By Tim Charlesworth
We have been conducting ongoing research into Pectus Excavatum in kittens since 2013. This is a congenital thoracic wall deformity in which the caudal sternebrae is dorsally deviated towards the vertebral column. This is associated with marked exercise intolerance, dyspnoea and a wide range of other clinical signs.
We have just had our latest paper accepted for publication in the Journal of Feline Medicine and Surgery (JFMS). In this paper we looked at a prospective cohort of 10, 10-15 week old kittens with moderate and severe pectus excavatum (PE). Each of the kittens was examined, CT scanned and then a decision was made as to whether or not they should go to surgery.7/10 kittens were taken to surgery. One kitten sadly died several weeks after surgery but the remaining 6 kittens are all doing very well indeed at a median follow up of 18 months. This is an excellent result given that these were the most severely affected kittens who normally would be expected to develop significant (and often fatal) secondary changes by one year of age.
Lateral chest x-ray showing severe pectus deformity - note the dorsal deviation of the caudal sternebrae which is diagnostic for pectus excavatum
We also found CT to be very useful in helping to plan the surgery and we have now used the information gained to modify our surgical technique to decrease the intraoperative risk of cardiovascular injury in these patients.

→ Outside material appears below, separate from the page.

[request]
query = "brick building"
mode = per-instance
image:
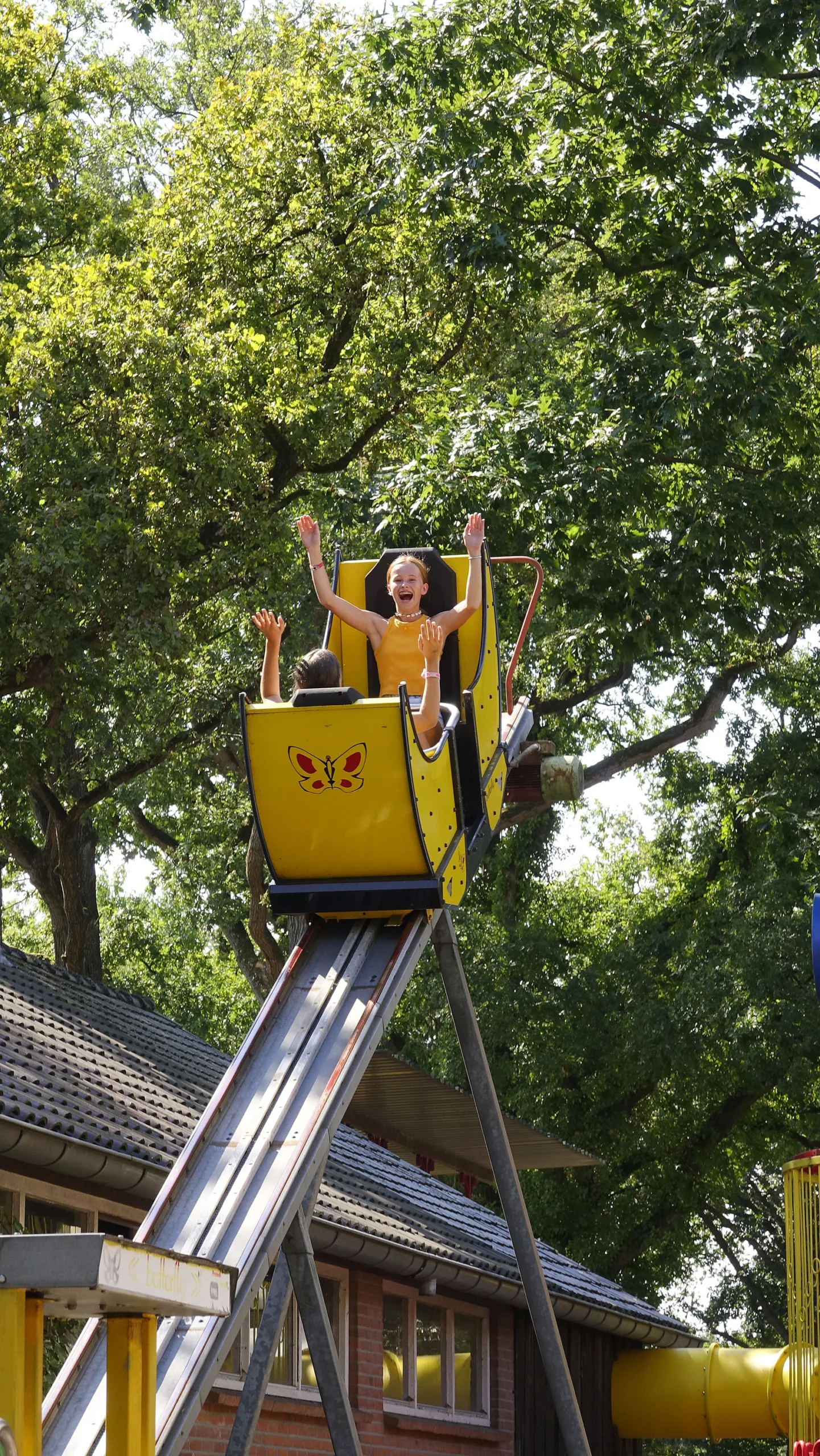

Another interesting finding was that CT allowed us to appreciate that not all deformities are equal in terms of the severity of clinical signs that they caused. Cats with midline deformities had much more severe clinical signs than those cats whose caudal sternebrae were lateralised. This is most likely due to direct pressure from the sternum on the heart, preventing increases in diastolic volume when exercising and so we suspect that there is a significant cardiac component to exercise tolerance in cats with PE which may be highly significant.
Kitten with severe pectus excavatum being prepared for surgery. Kitten is in dorsal recumbency and the prominent "dip" represents the area of greatest deformity
CT 3D reconstruction of the thoracic skeleton of a kitten with Pectus Excavatum
We would like to thank all of our referring vets and the clients who agreed to help us with this study which simply would not have been possible without their help. We are continuing to study this condition and are happy to help or advise with any cases that you may see.